While it may be difficult for AI researchers and developers to find social media data for machine learning, one open source of data is Twitter. Numerous educational organizations, research teams, and independent researchers have scraped tweets from Twitter and made the data available for public use.
Below is a list of the best open Twitter datasets for machine learning.
Best Twitter Datasets for Natural Language Processing and Machine learning
A dataset containing tweets about the large tech company, Apple. The tweets in this dataset were compiled using tweets containing the hashtag #AAPL, the reference @apple, and others. The tweets were then divided into positive, negative, or neutral sentiments.
This dataset for machine learning consists of 10,000 tweets which include the hashtag #AvengersEndgame.
This dataset contains 150,000 tweets mentioning Charlottesville or containing the #Charlottesville hashtag.
The Credibility Corpus in French and English was created to analyze information credibility and detect misinformation and rumors. The dataset is comprised of both French and English tweets about rumors.
This dataset is a large corpus of tweets and replies to and from customer service support lines on Twitter.
The Every Donald Trump Tweet dataset is a compilation of every tweet the president has ever posted. The data was later moved to the TrumpTwitterArchive, but can still be accessed.
From FollowtheHashtag, this dataset is a collection of 200,000 geolocated tweets from Tokyo.
Also from FollowtheHashtag, this dataset is a collection of 200,000 geolocated tweets from the United States of America.
The tweets collected for this dataset capture audience reactions for each episode by collecting Game of Thrones related tweets after each episode of season 8 was released.
This is a simple social media dataset comprised of pre-processed tweets for sentiment analysis. The tweets have been organized into positive, neutral, and negative categories.
During an investigation into Russia’s influence on the 2016 US election, Twitter deleted 200,000 Russian troll tweets. This Twitter dataset includes details on both the individual tweets and accounts from which they were posted.
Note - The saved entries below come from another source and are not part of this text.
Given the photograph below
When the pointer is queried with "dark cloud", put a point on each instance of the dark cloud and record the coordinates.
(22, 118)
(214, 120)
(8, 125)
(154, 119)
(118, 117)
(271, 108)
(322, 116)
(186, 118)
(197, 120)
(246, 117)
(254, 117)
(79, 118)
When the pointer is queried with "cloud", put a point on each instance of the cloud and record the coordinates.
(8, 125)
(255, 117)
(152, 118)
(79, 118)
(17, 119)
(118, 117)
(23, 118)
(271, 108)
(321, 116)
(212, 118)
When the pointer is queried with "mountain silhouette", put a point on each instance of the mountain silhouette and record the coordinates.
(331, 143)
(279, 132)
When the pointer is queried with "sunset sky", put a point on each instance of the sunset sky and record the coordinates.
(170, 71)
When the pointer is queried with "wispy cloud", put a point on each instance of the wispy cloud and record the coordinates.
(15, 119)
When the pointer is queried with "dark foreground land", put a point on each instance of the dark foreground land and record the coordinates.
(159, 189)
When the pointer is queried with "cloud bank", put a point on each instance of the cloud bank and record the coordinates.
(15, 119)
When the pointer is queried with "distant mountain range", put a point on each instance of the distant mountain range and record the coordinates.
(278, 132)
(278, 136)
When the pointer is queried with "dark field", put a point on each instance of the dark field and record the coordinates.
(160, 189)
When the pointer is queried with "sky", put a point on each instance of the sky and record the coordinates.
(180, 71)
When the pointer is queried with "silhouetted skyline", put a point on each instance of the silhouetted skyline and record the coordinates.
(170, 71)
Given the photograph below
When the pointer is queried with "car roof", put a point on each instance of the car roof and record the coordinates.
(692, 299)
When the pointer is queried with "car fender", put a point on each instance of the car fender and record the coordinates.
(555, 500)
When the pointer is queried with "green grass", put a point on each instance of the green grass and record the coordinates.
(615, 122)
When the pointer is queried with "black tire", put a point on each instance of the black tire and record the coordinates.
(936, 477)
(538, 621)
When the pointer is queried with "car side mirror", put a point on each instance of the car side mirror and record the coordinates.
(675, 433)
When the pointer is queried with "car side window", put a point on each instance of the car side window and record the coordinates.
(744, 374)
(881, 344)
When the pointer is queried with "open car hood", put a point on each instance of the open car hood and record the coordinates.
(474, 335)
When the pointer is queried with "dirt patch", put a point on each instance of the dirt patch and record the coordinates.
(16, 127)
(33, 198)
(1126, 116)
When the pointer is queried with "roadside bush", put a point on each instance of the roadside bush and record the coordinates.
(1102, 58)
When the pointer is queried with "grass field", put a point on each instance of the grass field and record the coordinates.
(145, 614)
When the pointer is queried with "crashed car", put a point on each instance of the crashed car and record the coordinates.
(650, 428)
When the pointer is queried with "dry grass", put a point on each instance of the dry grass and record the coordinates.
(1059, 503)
Sentiment 140 is a tool for discovering the overall sentiment for a brand, topic, or product on Twitter. The company has also made their training data available for download on their site.
A simple dataset for sentiment analysis, the SMILE Twitter Emoticon Dataset contains 3,085 tweets each expressing a different emotion: anger, disgust, happiness, surprise, and sadness.
From the SNAP library database at Stanford University, this dataset contains 476 million tweets from 20 million users over a 7-month period.
This Twitter dataset is composed of over 52,000 tweets from the 20 most-followed Twitter profiles. For this dataset retweets were not collected.
The Twitter US Airline Sentiment Dataset contains tweets about major US airlines classified into the following categories: positive, neutral, and negative.
Twitter Friends is a dataset for machine learning which contains user information. The dataset contains the following information: avatar, follower count, friends count, account name, user ID, accounts the user is following, user’s language, last post info, hashtags used by the user, ID of user’s last tweet.
This Twitter dataset contains 5234 news events from Twitter, as well as the tweets talking about those news events.
A Twitter dataset composed of 20,000 rows, Twitter User Data includes the following information: user name, random tweet, account profile, image, and location information.
Including over 10,000 tweets, this dataset was created to build classifiers that identify the language of tweets. Each tweet is annotated as English, non-English, includes code switching, language ambiguity, or automatically generated. The tweets came from 130 countries.
This is a dataset consisting of over 150 million tweets related to COVID-19, beginning from March 11th, 2020. The tweets crawled are of all languages, with English, Spanish, and French being the most prevalent.